I leave a session and get on a bus in a busy area. Everyone around me is coming and going. If you look around, you don’t know who they are or where they just came from. This excites me. I’m dressed in my civilian attire and no one can see the thigh-highs, garter belt or corset. No one knows I have a strap-on & 500$ in my purse and what I just did to get it. No one knows who I am and where I just came from. I am leaving my Sex Worker identity and coming into my “real” one. Except my real identity never left me while I was in session and my Sex Worker one refuses to leave me on that bus as she soaks up everything around her. I am two people at once and I realize that I was always like this. Always learning how to wear a new layer of myself. This particular layer is definitely a dynamic one and amid the extremes and the times in between I have to learn that the whole thing is me. Simple, complex and contradicting at times; I have to navigate this in silence, invisible as well as in those rare moments when I do have the mic. When it is necessary to ride that horse and not be silent. It is in those moments, when I believe someone is listening that I stand on the podium tall as I can and make sure that my message is strident & unmistakable. I may get very few chances in this lifetime to shed a layer of invisibility and flash the world with my goods. It is in these moments that become so crucial for me to interrupt, raise my voice and harness a confidence so powerful it is easily mistaken for arrogance, that many resign to perceive people of color, women and “dykes” as simply angry. Never bothering to see the connection between high horses and invisibility.

Xo
~Jezebel Everything

Prelude…

June 12, 2008 - One Response

Finally, I have a blog.

Introducing Jezebel Standing-a glimpse into the life and mind of a Sex Worker. Hopefully I can offer some much needed perspective, cause I know what you’re thinking… Prostitutes!?
What I mean is: while you may jump to images of women that are trafficked and pimped that stereotype is not accurate of all sex workers. In fact approaching the subject with that kind of mentality does a disservice to everyone. I know some will argue that circumstances do force women (and men) into this profession, but doesn’t circumstance also force people to work at Burger King? For most it may be difficult to understand the circumstances that lead to women being trafficked or pimped and they may confuse things like kidnapping child abuse and exploitation with sex work. Yes there is an intersection but we have to examine cause and effect. Maybe seeing an underrepresented image of a working girl-one where she chooses this profession, or lifestyle if you will- can help to put into perspective all those negative images we’re consistently bombarded with. Unfortunately those negative things are a product of poverty. Desperation breeds violence and oppression and women become targets. Loving someone for money never caused the worlds woes, but you already knew that, didnt you. You’re so smart.

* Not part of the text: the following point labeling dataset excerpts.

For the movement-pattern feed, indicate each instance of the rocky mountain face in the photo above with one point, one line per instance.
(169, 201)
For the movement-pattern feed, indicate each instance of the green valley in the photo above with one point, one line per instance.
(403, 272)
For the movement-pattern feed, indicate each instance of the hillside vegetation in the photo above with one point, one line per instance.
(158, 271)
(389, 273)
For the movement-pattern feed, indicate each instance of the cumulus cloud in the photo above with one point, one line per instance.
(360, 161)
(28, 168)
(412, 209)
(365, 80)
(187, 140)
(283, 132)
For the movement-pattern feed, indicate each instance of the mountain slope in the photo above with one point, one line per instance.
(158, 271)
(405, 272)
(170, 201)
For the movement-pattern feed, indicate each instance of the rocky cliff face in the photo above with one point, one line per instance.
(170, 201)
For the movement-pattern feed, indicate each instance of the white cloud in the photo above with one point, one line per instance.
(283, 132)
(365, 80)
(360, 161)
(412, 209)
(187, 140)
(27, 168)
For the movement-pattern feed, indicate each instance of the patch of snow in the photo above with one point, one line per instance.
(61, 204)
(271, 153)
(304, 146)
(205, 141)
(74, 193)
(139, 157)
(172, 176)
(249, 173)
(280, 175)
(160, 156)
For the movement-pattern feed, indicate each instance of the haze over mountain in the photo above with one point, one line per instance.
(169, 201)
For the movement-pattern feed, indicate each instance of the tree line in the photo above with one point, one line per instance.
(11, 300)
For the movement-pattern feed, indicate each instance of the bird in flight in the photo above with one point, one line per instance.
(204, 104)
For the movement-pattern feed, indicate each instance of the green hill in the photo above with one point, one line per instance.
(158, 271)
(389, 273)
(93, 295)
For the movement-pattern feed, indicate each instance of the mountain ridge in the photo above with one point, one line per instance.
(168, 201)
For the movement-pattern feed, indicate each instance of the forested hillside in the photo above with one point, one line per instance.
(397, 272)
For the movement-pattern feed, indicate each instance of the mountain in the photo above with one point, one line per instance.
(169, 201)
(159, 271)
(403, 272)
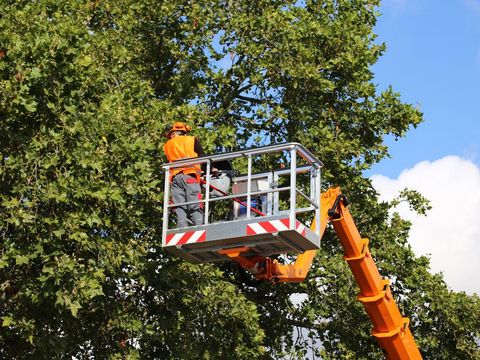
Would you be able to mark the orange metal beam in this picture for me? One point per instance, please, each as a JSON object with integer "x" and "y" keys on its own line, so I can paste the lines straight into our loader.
{"x": 389, "y": 327}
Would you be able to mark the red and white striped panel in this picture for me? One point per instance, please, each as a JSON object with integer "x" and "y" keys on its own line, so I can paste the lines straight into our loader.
{"x": 186, "y": 238}
{"x": 272, "y": 226}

However, I must state (and will probably state repeatedly) that I am just one voice. The spectrum of sex work is vast. Did I say Vast? Yes, i did. Hard to homogenize the experience, though I do believe HBO is gonna try. Dont believe what you read in the paper or what you think you know about “prostitutes.” But I do encourage you to try it. Common’ live a little. On second thought, sexwork is definitely not for everyone.

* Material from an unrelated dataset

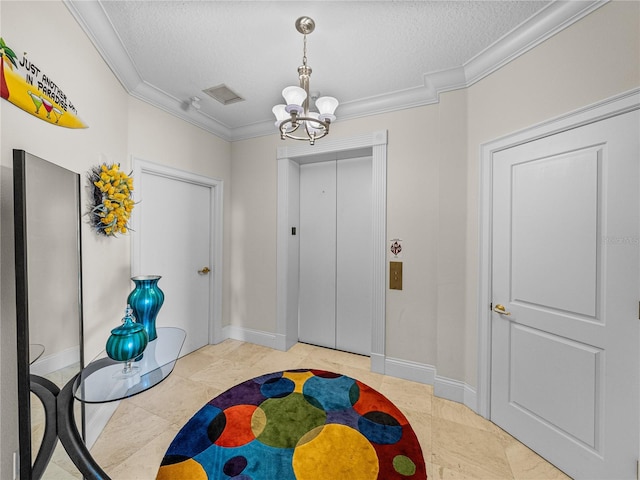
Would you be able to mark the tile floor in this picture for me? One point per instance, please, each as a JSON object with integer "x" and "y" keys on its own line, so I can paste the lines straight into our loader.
{"x": 457, "y": 443}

About me- I’m in my 20s and being a sex worker is just one of my identities (kinda like a super heroine). Like many, my life is oftentimes hectic, demanding and complex. But overall it is Fabulous! Which is why I’m gonna share it with you. Another thing you should know about me, I am really really bad at correspondence. So expect some delays. I will try address any issues I am contacted about. But, I wont write anything about the ins and outs of this biz or anything that could potentially aid in a sting or arrest of other sex workers. So dont ask.